Thinking With AI: The Student Workshop Series (Complete Release)
Complete lesson plans, interactive artifacts, and a framework that puts students in charge
The response to Thinking with AI has been genuinely energizing. Your engagement with this material, your questions, your pushback, and your enthusiasm for bringing it into real classrooms, is exactly what keeps this work moving forward. Know that I am currently working on an e-book version of Thinking with AI. Be on the look-out for updates over the next couple weeks.
Over the next three weeks I am developing a full suite of workshop materials designed to help bridge the AI literacy gap in your community: student workshops, teacher workshops, and parent/guardian workshops. This edition launches that series with the complete student cycle.
This release includes the full lesson plans for all five sessions of the Thinking With AI student workshop series, along with five interactive student-facing artifacts, one per session, built for direct use in the classroom. The lesson plans are the architecture. The artifacts are the working space where students do the actual building.
The five sessions move in a deliberate sequence.
Session 1 establishes what AI actually does, pattern prediction rather than understanding, and introduces the five principles that anchor the whole series.
Session 2 puts two foundational roles in students’ hands: the Critic, who evaluates AI outputs for accuracy, completeness, and depth, and the Verifier, who checks claims against real sources.
Session 3 introduces the Interlocutor, teaching students to use AI dialogue to develop thinking they already own rather than outsource thinking they have not yet done.
Session 4 adds the Editor, who triages AI feedback on their own drafts, and the Architect, who directs AI by encoding genuine expertise into clear specifications.
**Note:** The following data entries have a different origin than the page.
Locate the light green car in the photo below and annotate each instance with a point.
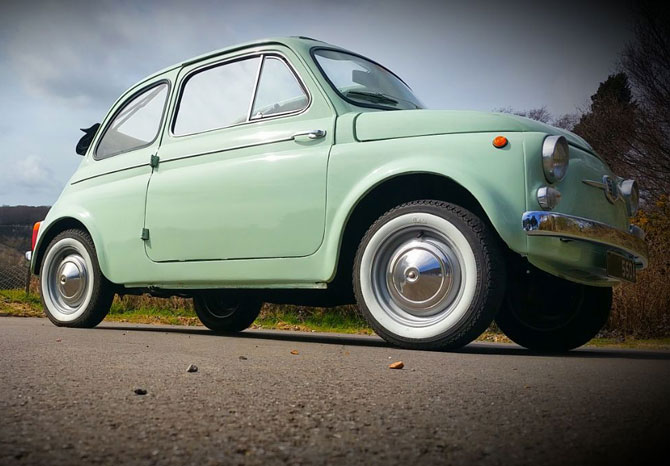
(292, 171)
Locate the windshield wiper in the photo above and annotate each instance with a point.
(375, 97)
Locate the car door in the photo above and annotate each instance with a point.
(109, 188)
(242, 170)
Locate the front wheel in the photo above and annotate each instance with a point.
(549, 314)
(226, 312)
(74, 291)
(429, 275)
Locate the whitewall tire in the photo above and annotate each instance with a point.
(74, 291)
(428, 275)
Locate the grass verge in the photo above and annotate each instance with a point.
(344, 319)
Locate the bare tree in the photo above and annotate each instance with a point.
(646, 61)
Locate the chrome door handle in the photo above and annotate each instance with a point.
(311, 134)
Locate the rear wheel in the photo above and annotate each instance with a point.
(74, 291)
(226, 312)
(428, 275)
(545, 313)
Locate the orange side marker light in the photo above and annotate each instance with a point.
(36, 229)
(499, 142)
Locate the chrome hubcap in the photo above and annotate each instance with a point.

Session 5 brings all five roles together on a single task, closes with a structured self-assessment, and asks students to make a concrete commitment about how they will engage with AI going forward.
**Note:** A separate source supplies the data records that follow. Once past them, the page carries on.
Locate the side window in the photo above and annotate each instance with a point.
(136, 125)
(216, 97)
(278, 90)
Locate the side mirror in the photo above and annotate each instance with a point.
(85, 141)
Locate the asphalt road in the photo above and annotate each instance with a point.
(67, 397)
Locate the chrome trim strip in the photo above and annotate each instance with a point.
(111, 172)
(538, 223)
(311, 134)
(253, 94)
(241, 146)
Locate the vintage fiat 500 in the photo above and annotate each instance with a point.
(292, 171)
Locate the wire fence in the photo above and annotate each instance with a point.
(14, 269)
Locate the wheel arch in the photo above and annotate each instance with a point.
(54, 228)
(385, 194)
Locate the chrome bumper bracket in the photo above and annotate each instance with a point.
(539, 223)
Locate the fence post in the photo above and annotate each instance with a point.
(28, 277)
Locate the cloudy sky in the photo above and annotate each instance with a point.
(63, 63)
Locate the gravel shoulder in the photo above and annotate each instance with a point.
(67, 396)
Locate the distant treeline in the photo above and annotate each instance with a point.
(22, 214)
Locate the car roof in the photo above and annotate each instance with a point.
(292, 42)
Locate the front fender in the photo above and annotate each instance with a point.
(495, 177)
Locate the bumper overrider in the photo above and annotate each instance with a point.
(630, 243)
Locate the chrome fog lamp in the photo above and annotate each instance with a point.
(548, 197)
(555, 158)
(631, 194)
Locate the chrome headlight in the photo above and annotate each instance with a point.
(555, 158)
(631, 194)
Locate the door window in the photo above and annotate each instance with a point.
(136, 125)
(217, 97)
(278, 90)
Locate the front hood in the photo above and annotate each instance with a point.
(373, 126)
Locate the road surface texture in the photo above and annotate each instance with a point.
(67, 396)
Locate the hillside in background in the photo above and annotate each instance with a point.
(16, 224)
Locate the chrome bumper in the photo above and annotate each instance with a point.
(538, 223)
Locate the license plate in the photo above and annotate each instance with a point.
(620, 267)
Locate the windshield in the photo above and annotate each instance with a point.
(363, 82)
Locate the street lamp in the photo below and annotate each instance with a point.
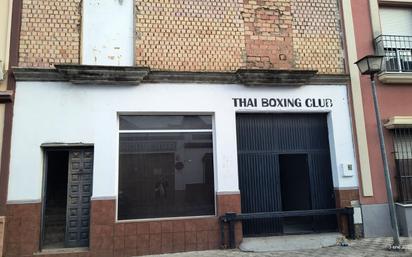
(371, 65)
This process is grounded in Thinking with AI’s 5 Principles for AI Engagement and Instruction:
I want to acknowledge Elizabeth Helfant, Assistant Head and Academic Coordinator at Ravenscroft School in Raleigh, NC, whose work helped bring this material to life in the classroom. Drawing on the framework from Thinking with AI, Elizabeth developed her own original artifacts and is currently leading a 7th grade half-semester course that integrates these materials with NeuroTeach. Her implementation is a serious one, built on careful reading of the underlying ideas and a genuine commitment to doing this work well. It is exactly the kind of educator-led effort this framework was designed to support.
Both the lesson plans and the artifacts rest on the same conviction: AI does not reduce the thinking required for intellectual work. It relocates it. These materials are designed to make sure that thinking lands where it belongs, with students.